En este sentido, pusimos en marcha una investigación exhaustiva y nos pusimos en contacto con numerosas entidades e instituciones públicas. Después de un proceso de casi dos meses, finalmente pudimos conocer y llegar a un acuerdo con la Fundació BarcelonActua para desarrollar su proyecto de acogida, formación e integración social de jóvenes refugiados.

BarcelonActua además de tratarse de una organización que trabaja con colectivos en situación de vulnerabilidad, es una entidad ubicada en el mismo barrio de Gràcia lo que nos permitía seguir con el espíritu de comunidad y red. Se pone en marcha, así, una prueba piloto en la que se ofrece a jóvenes refugiados, no solo un proyecto de acompañamiento, formación e inclusión social, sino también unas condiciones de vivienda dignas, aunque sea de forma temporal. 

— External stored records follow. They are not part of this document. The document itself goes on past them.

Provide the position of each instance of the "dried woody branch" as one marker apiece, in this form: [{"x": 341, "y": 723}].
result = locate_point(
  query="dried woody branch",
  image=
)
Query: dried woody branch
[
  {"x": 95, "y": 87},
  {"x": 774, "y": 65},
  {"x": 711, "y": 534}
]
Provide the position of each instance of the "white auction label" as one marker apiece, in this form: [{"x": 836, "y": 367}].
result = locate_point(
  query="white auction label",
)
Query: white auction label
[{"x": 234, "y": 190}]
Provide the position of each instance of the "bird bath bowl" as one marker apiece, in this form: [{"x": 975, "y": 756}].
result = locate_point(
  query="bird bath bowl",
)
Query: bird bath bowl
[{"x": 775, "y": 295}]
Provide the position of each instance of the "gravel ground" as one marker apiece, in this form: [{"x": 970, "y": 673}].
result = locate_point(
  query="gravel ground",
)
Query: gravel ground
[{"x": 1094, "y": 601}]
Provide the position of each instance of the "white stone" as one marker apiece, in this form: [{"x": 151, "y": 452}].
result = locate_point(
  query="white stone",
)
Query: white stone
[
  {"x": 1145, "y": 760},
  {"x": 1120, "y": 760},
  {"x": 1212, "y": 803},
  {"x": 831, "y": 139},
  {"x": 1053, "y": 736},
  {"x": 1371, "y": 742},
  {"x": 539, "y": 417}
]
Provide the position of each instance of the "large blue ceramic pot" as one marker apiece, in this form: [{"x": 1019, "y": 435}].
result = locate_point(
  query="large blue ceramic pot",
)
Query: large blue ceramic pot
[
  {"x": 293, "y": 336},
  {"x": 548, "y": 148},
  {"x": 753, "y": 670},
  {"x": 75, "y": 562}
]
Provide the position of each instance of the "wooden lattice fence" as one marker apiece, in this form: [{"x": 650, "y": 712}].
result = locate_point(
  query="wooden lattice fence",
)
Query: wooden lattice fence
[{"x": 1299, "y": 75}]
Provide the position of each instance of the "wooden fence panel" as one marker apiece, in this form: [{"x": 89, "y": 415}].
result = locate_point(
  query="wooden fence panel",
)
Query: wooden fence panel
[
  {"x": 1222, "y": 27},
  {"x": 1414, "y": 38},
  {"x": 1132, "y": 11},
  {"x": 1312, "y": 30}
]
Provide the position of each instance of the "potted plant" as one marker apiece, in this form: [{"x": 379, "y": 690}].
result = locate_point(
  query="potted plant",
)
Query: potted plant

Así pues, desde julio de 2020 y durante casi dos años, Casa Jam fue el hogar de más de 30 jóvenes migrantes de distintos orígenes.  

– Jam Hostel tiene prevista su reapertura como Casa Jam Barcelona en mayo. ¿Cuál es el futuro del proyecto y hacía dónde queréis que evolucione?

La base del proyecto de turismo responsable no cambia en absoluto, incluso se intensifica. Lo que cambia con el nombre de Casa Jam Barcelona tiene que ver sobre todo con el tipo de huéspedes que pretendemos atraer. Desde el 2014 nuestro alojamiento siempre ha sido muy intergeneracional por lo que se refiere a los huéspedes y eso nos ha gustado ya que creemos que esto es bueno para crear una buena convivencia social dentro y fuera del alojamiento. 

Sin embargo, nosotras como fundadoras hemos evolucionado en todo estos años y esta evolución también se verá reflejada en Casa Jam. Estamos haciendo unas reformas para poder ofrecer habitaciones de diferentes tamaños con baño privado. 

Por supuesto todo tipo de personas viajeras “responsables” siguen siendo bienvenidas en Casa Jam Barcelona, pero en esta nueva etapa queremos potenciar el alojamiento de familias de todo tipo, ofreciéndoles espacios y servicios exclusivos para ellas.

También potenciar el alojamiento de profesionales o entidades sociales, ambientales, culturales, etc. que vengan a trabajar a la ciudad, a participar de diferentes proyectos o actividades, etc. Estos dos colectivos, tanto familias como profesionales, ya venían anteriormente, pero queremos potenciarlo aún más en la etapa pospandemia.